Forget space shuttles, orbiting telescopes, and more robotic rovers on Mars.

The next mission for NASA could be to steer soaring space-station costs back toward earth and restore credibility to what many call a dysfunctional space program.

This weekend, the agency bade farewell to administrator Daniel Goldin, who resigned after 10 years in office - an agency record. President Bush has nominated Sean O'Keefe, deputy director of the White House's Office of Management and Budget, to replace him.

In doing so, the White House is swapping the silver-visored helmet of a space cadet for the green eyeshade of a consummate bean counter.

Where Mr. Goldin was a product of the US aerospace industry, Mr. O'Keefe has served as chief financial officer for the Pentagon, Navy secretary, and business-school professor.

"O'Keefe is not known as a space enthusiast," says Keith Cowing, a former NASA scientist and editor of NASAWatch.com. "But he may be what the agency needs right now."

Under Goldin, unmanned craft found evidence of water on the moon, inaugurated a long-term program to explore Mars, and opened the door to competition from the aerospace industry and universities to plan and execute missions.

With a mandate to cut costs, Goldin implemented a "faster, better, cheaper" approach. In the spring of 1992, the Jet Propulsion Laboratory in Pasadena, Calif., "had five spacecraft in space and three or four under development," he said last month. "Today, we have 13 in space and 27 under development."

BUT the agency's credibility has come under fire in manned spaceflight - especially the International Space Station, now completing its first year of full-time crews. The project's costs, like those of the space-shuttle program before it, have ballooned far beyond original estimates - from an initial $17.4 billion to more than $30 billion.

Early on, the Bush administration planned to scale back US involvement to a "core" station with a crew of three instead of six. Future US modules were red-penciled. And this month, a task force on the project's budget concluded that NASA's cost estimate for finishing the "core" station between 2002 and 2008 "is not credible." It presented its own scenario for scaling back the station.

If confirmed by the Senate, O'Keefe jumps with both feet into this fiscal morass. Fixing the problem may require not just accounting savvy, but also deft diplomacy.

The task-force report stirred opposition by Canada and other partners. To cut the station's scope, they argue, violates international agreements and would essentially close off international use of the station.
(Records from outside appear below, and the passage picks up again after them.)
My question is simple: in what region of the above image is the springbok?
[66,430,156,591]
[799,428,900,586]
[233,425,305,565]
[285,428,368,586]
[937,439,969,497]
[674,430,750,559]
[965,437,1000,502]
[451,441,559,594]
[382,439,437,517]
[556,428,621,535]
In assessing how the agency might fare under O'Keefe, some analysts say it could blossom, as it did in its Apollo-program heyday under another numbers guy, James Webb.

Yet the agency's objectives have been growing less visionary since then, says John Pike, director of GlobalSecurity.org in Alexandria, Va. "Webb's mandate was to put a man on the moon. Richard Truly's ... was to help the agency recover from the Challenger disaster. Goldin's was to cut NASA's budget. Now O'Keefe's is to fix the space station."

O'Keefe's appointment "is a clear message from the administration: NASA has to clean up its act before we can talk about the neat stuff we'd like to see NASA do," says Patricia Dasch of the National Space Society.